The scramble for seats

September 24, 2013
Placeholder image!

One of the rituals of Labour Party conference is the scrum in the press room when tickets to the leader's speech are being allocated. Demand routinely exceeds supply, and, in the best egalitarian traditions, reputation counts for little in the scramble for seats (your correspondent found himself behind one of the doyens of the commentariat in the queue). We'll know at lunchtime if we've got a ticket, apparently - unsuccessful applicants will have to watch on the screens in the press room, an unforgivingly strip-lit hanger on an upper floor of the conference centre.

Just as ritualistic are the declarations that the leader, whoever he is, has to give the "speech of his life" at conference after a difficult summer. This might actually be true in Ed Mliliband's case this year. As I wrote in my piece in the September issue of Prospect, the slow progress of Labour's policy review means there's considerable pressure on Miliband to add some substance to the "One Nation" rhetoric he unveiled in his conference speech in 2012.

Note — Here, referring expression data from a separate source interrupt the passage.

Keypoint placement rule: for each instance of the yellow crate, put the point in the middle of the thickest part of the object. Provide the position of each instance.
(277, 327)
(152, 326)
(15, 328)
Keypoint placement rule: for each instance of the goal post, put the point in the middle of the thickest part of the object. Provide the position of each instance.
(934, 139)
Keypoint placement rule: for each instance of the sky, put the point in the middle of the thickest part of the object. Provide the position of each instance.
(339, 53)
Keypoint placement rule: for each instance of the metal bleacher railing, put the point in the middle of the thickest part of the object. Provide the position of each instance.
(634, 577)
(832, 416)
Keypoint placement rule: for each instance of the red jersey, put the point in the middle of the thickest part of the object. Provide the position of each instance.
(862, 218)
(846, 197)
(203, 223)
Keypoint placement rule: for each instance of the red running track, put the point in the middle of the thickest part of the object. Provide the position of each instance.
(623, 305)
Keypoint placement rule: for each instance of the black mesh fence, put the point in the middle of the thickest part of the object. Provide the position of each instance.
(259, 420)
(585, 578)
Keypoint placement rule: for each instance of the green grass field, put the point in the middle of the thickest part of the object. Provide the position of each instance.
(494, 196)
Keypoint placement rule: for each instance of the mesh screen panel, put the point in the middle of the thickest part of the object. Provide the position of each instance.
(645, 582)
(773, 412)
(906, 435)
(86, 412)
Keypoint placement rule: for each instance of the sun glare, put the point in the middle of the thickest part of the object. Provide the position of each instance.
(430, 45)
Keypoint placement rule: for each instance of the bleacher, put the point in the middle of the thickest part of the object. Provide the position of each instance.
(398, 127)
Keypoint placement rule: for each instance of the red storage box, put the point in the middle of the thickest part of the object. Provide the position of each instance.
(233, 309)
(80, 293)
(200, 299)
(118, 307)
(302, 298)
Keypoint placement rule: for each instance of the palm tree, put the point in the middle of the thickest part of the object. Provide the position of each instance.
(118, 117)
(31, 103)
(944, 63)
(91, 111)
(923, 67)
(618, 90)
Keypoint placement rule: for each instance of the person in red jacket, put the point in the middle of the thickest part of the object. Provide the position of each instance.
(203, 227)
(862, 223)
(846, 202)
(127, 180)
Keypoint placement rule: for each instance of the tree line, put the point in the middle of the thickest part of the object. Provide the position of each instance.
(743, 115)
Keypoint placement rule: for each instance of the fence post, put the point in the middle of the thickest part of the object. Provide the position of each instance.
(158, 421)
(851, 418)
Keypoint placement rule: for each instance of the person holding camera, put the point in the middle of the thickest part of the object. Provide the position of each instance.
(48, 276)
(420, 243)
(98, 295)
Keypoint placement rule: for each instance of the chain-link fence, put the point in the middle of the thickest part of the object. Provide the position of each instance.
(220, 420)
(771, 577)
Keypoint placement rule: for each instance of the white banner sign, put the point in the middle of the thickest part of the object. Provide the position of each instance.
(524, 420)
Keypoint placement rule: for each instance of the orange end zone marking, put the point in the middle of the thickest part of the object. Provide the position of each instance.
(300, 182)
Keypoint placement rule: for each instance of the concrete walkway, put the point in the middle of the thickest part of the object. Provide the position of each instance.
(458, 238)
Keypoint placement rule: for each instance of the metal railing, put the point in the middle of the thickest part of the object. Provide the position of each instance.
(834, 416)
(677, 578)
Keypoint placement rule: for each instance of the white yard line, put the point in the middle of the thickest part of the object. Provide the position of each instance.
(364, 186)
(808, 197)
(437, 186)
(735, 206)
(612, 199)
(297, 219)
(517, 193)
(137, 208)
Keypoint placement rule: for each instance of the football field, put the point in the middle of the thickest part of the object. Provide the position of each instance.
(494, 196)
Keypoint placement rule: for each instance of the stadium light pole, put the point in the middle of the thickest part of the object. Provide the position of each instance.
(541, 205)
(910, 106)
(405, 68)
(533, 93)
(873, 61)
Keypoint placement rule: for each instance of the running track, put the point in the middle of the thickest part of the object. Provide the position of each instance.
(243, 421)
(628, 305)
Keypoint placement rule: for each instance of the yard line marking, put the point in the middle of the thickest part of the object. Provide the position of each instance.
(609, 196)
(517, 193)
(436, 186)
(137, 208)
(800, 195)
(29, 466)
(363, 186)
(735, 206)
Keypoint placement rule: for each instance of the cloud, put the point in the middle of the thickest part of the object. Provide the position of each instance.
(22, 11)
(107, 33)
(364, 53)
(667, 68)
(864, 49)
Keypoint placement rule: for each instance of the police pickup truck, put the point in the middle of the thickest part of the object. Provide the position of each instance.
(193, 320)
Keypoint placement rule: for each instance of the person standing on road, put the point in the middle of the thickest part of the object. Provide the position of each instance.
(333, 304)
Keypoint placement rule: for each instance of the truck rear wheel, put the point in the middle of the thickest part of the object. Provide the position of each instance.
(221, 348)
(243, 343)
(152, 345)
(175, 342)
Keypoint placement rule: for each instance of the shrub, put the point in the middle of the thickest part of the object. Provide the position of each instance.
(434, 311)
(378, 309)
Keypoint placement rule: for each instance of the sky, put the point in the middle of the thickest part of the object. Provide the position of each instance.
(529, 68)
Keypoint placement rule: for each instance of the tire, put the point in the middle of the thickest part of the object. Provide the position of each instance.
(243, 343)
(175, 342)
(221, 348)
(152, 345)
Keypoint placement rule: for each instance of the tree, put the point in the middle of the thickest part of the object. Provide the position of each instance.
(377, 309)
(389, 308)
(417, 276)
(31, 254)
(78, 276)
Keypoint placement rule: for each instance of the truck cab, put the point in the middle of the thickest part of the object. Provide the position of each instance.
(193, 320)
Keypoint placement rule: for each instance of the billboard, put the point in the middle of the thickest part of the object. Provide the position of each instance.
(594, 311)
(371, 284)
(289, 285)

We learned overnight that Miliband will commit Labour in his speech to a massive house-building programme. This will involve the development of new towns, a policy in which one can discern the hand of Andrew Adonis. In his long and critical essay on the record of London mayor Boris Johnson in the current issue of Prospect, Adonis calls for the establishment of new towns as part of the development of the East Thames corridor. Adonis will no doubt find solace in Miliband's announcement; yesterday, he had to listen to the shadow chancellor Ed Balls threaten to withdraw Labour support for High Speed 2, a project for which Adonis is a particularly enthusiastic advocate. At a fringe meeting last night, Adonis was asked to respond to Balls's remarks. He said that they put the onus on the government to keep costs under control. "All they've done since coming to office is add £10bn to it," he said. The current projected cost of HS2 is £42.6bn, money that many in the party think could be better spent elsewhere.

The most melancholy sight of the day was that of the MP Michael Meacher sitting patiently next to a pile of copies of his new book, The State We Need. According to Meacher's website, the book promises a "coherent and detailed vision around which progressive forces might group". Unfortunately, those progressive forces were elsewhere - in the queue to buy Power Trip, Damian McBride's dirt-dishing memoir of his time doing Gordon Brown's bidding.